Menschenrechtsgruppen bezeichneten die Verhaftungen als „alarmierend“. Smith schrieb auf Twitter, dass er am späten Samstagabend entlassen wurde und ergänzte: „In Großbritannien gibt es kein Recht auf friedlichen Protest mehr. Mir wurde oft gesagt, dass der Monarch da ist, um unsere Freiheiten zu verteidigen. Jetzt werden unsere Freiheiten in seinem Namen angegriffen.“
Die Met sagte, sie „verstehe“ die Besorgnis der Öffentlichkeit, aber die Einsatzkräfte hätten nach dem Gesetz verhältnismäßig gehandelt. Laut Pauline Maclaran habe sich die ohnehin umstrittene Londoner Polizei mit dieser Aktion jedoch keinen Gefallen getan: „Ich glaube, dass die Störung des antimonarchistischen Protests durch die Polizei sich negativ auf die Meinung vor allem junger Menschen zur Monarchie auswirken wird“, sagte sie. Insgesamt werde das Verhalten der Polizei die republikanische Bewegung wohl stärken.
Auch Catherine Mayer kritisierte das Vorgehen. „Als ich von den Verhaftungen hörte, war ich geschockt. Angesichts der Tatsache, dass in der Kathedrale Westminster Abbey so viel Wert auf Inklusion gelegt wurde, scheint es mir völlig widersinnig, dann die Meinungen von Menschen zu unterdrücken, die sich gegen die Monarchie aussprechen“, sagte sie.
Während Großbritannien noch über den Umgang mit den Protestierenden diskutierte, fand am Abend im Park von Windsor Castle etwa eine Stunde von London entfernt ein großes Konzert mit Lichtshow anlässlich der Krönung statt.
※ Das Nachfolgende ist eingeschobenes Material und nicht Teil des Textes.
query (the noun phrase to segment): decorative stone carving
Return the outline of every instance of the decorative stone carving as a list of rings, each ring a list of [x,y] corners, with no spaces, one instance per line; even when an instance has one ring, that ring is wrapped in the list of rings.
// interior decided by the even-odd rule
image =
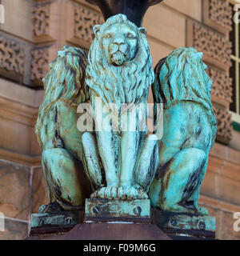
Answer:
[[[0,68],[5,71],[23,74],[24,69],[24,48],[22,45],[14,40],[0,36]],[[4,74],[6,75],[7,74]]]
[[[228,71],[231,66],[231,42],[226,37],[190,21],[187,22],[187,46],[203,52],[203,60]]]
[[[74,7],[74,37],[91,42],[94,38],[93,27],[102,24],[102,15],[82,6]]]
[[[212,96],[222,98],[227,102],[232,101],[232,78],[226,73],[218,71],[214,68],[208,68],[207,73],[212,78]]]
[[[203,21],[227,35],[232,25],[232,8],[229,1],[203,0]]]
[[[42,79],[49,70],[49,49],[34,50],[31,57],[31,81],[35,86],[42,86]]]
[[[214,106],[217,118],[217,140],[228,144],[232,138],[231,114],[228,110]]]
[[[33,33],[34,37],[49,34],[50,4],[38,4],[33,10]]]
Hatten zunächst viele Stars abgesagt, fanden schließlich doch noch einige Zeit, darunter die britische Pop-Band Take That, Katy Perry und der US-Sänger Lionel Richie.
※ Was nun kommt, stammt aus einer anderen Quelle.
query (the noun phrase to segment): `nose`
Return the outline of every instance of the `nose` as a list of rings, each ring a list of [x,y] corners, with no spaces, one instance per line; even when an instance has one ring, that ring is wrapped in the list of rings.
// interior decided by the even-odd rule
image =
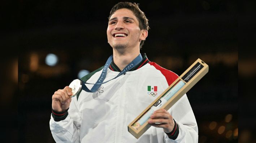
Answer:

Am heutigen Montag beschert die Krönung den Menschen im Königreich dann noch einen zusätzlichen Feiertag. Unter dem Motto „The Big Help Out“ soll an diesem Tag das soziale Engagement im Land gefördert werden. Es gehe um mehr als nur einen Tag, sagte Matt Hyde, der Geschäftsführer der britischen Pfadfinder „Scouts“. „Hier geht es um die Zukunft der Freiwilligenarbeit.“ Ein Thema, das dem Palast und König Charles III. sehr am Herzen liegt.